4. Adding another document on B

curl -X PUT \
	http://admin:THEcouchDBdemo@b.couchdemo.gigantic.io/demo/72f5c2e7265683f6f341d7e1b2000ba0 \
	-d '{"title": "Second test document", "description": "Created on B"}'

5. Fetching this document from A

curl http://a.couchdemo.gigantic.io/demo/72f5c2e7265683f6f341d7e1b2000ba0

6. Stop instance B

swarm stop couch-demo/couchb

7. Create another document on A

curl -X PUT \
	http://admin:THEcouchDBdemo@a.couchdemo.gigantic.io/demo/371bd2c52d2bc0ed6b240fa4d6001965 \
	-d '{"title": "Third test document", "description": "Created on A"}'

8. Start B again

swarm start couch-demo/couchb

9. Get document from B

After B is back up, it should get the new doc created in B's absence form A.

curl http://b.couchdemo.gigantic.io/demo/371bd2c52d2bc0ed6b240fa4d6001965

Using the load balancer

If we wanted our clients to be unaware of the number of CouchDB backends and spread load nicely via all instances, a load balancer might be useful.

We already built the image above, but didn't make use of it yet. Here we test it's up:

curl a.couchdemo-`swarm user`.gigantic.io

Call the above command several times to see that the response is changing slightly. The uuid returned should differ between requests, depending by witch host the response is served.

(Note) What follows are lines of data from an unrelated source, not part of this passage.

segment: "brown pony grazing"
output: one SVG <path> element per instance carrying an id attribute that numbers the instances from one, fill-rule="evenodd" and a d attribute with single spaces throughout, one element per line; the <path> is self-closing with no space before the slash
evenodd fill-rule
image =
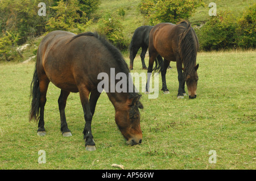
<path id="1" fill-rule="evenodd" d="M 98 79 L 98 75 L 100 73 L 110 75 L 110 68 L 115 69 L 115 74 L 125 73 L 128 79 L 128 66 L 120 52 L 97 33 L 76 35 L 55 31 L 46 35 L 38 48 L 31 83 L 32 100 L 30 120 L 39 120 L 38 134 L 46 134 L 44 110 L 46 92 L 51 82 L 61 89 L 58 103 L 63 135 L 72 136 L 65 115 L 67 98 L 71 92 L 79 92 L 85 120 L 83 133 L 86 149 L 95 150 L 91 123 L 102 91 L 97 89 L 101 81 Z M 114 86 L 116 83 L 115 80 L 115 85 L 109 87 Z M 115 123 L 130 145 L 140 144 L 142 139 L 138 108 L 143 108 L 143 106 L 139 101 L 141 95 L 134 91 L 133 83 L 132 86 L 132 92 L 118 93 L 114 90 L 107 93 L 115 110 Z"/>
<path id="2" fill-rule="evenodd" d="M 186 95 L 184 87 L 185 81 L 188 87 L 190 99 L 196 98 L 198 75 L 197 70 L 199 65 L 196 64 L 196 54 L 199 43 L 197 37 L 191 24 L 183 21 L 177 25 L 162 23 L 156 25 L 150 33 L 148 52 L 149 62 L 148 73 L 160 69 L 162 80 L 162 90 L 168 94 L 166 81 L 166 70 L 171 61 L 176 61 L 178 73 L 179 90 L 178 98 L 183 98 Z M 160 66 L 154 68 L 153 64 L 156 56 L 160 54 L 164 57 L 163 62 L 158 62 Z M 184 68 L 182 68 L 183 64 Z M 147 83 L 150 77 L 148 77 L 146 91 L 149 87 Z"/>

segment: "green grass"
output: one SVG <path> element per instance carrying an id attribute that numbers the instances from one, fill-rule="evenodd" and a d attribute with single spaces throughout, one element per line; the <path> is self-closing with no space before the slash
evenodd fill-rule
<path id="1" fill-rule="evenodd" d="M 106 94 L 98 102 L 92 122 L 97 150 L 85 150 L 85 121 L 78 94 L 71 94 L 66 116 L 73 136 L 63 137 L 57 99 L 50 84 L 45 120 L 47 136 L 36 135 L 28 121 L 30 83 L 34 63 L 0 64 L 1 169 L 255 169 L 255 51 L 200 52 L 196 99 L 177 99 L 176 64 L 167 70 L 170 94 L 155 99 L 142 93 L 142 144 L 130 146 L 114 121 L 114 110 Z M 138 56 L 132 72 L 141 69 Z M 126 57 L 128 63 L 128 57 Z M 146 60 L 147 60 L 146 57 Z M 146 61 L 146 64 L 147 62 Z M 161 79 L 159 89 L 161 89 Z M 39 164 L 38 151 L 46 152 Z M 209 151 L 217 163 L 208 162 Z"/>

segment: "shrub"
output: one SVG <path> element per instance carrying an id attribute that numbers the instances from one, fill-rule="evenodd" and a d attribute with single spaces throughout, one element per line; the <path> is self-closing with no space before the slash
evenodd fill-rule
<path id="1" fill-rule="evenodd" d="M 212 16 L 199 31 L 200 47 L 204 50 L 220 50 L 234 47 L 236 23 L 230 11 L 220 11 Z"/>
<path id="2" fill-rule="evenodd" d="M 123 34 L 123 26 L 114 15 L 108 13 L 98 22 L 97 31 L 105 35 L 114 45 L 120 49 L 127 48 Z"/>

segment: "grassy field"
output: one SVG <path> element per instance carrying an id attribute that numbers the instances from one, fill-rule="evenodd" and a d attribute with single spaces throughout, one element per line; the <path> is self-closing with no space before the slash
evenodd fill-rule
<path id="1" fill-rule="evenodd" d="M 142 93 L 143 138 L 136 146 L 126 145 L 115 123 L 114 107 L 102 94 L 92 122 L 97 148 L 93 152 L 84 147 L 78 94 L 69 95 L 66 107 L 73 136 L 63 137 L 57 106 L 60 91 L 50 84 L 47 134 L 39 137 L 36 124 L 28 121 L 34 63 L 1 62 L 0 169 L 117 169 L 111 166 L 117 163 L 125 169 L 255 169 L 255 56 L 252 50 L 199 53 L 193 100 L 177 99 L 177 74 L 171 62 L 167 74 L 170 94 L 160 92 L 157 99 L 148 99 Z M 146 72 L 139 56 L 134 63 L 132 72 Z M 40 150 L 46 151 L 45 164 L 38 163 Z M 216 163 L 209 162 L 211 150 L 216 151 Z"/>

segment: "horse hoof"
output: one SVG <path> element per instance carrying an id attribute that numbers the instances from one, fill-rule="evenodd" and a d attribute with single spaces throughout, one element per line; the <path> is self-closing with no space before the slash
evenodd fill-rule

Since both CouchDB instance replicate their content, we don't really care which instance is accessed.

The provided backup script (written in Python) runs a test on both instances directly and then over the load balancer to see if there gains in throughput. Here is how to set it up using virtualenv and pip.

virtualenv venv
source venv/bin/activate
pip install requests couchdb

Once this is done, call it using

python benchmark.py

The script creates a database called benchmark. When it already exists, the database is deleted and re-created.

Then, documents are created first on one instnce, then on the other instance, then via the load balancer. In the next step, the same documents are read in randomized order from one host, then from the other host, then via the load balancer.

In our tests, the speed gain from using the load balancer is minimal. The benefit that the CouchDB cluster is hidden from the clients is far greater.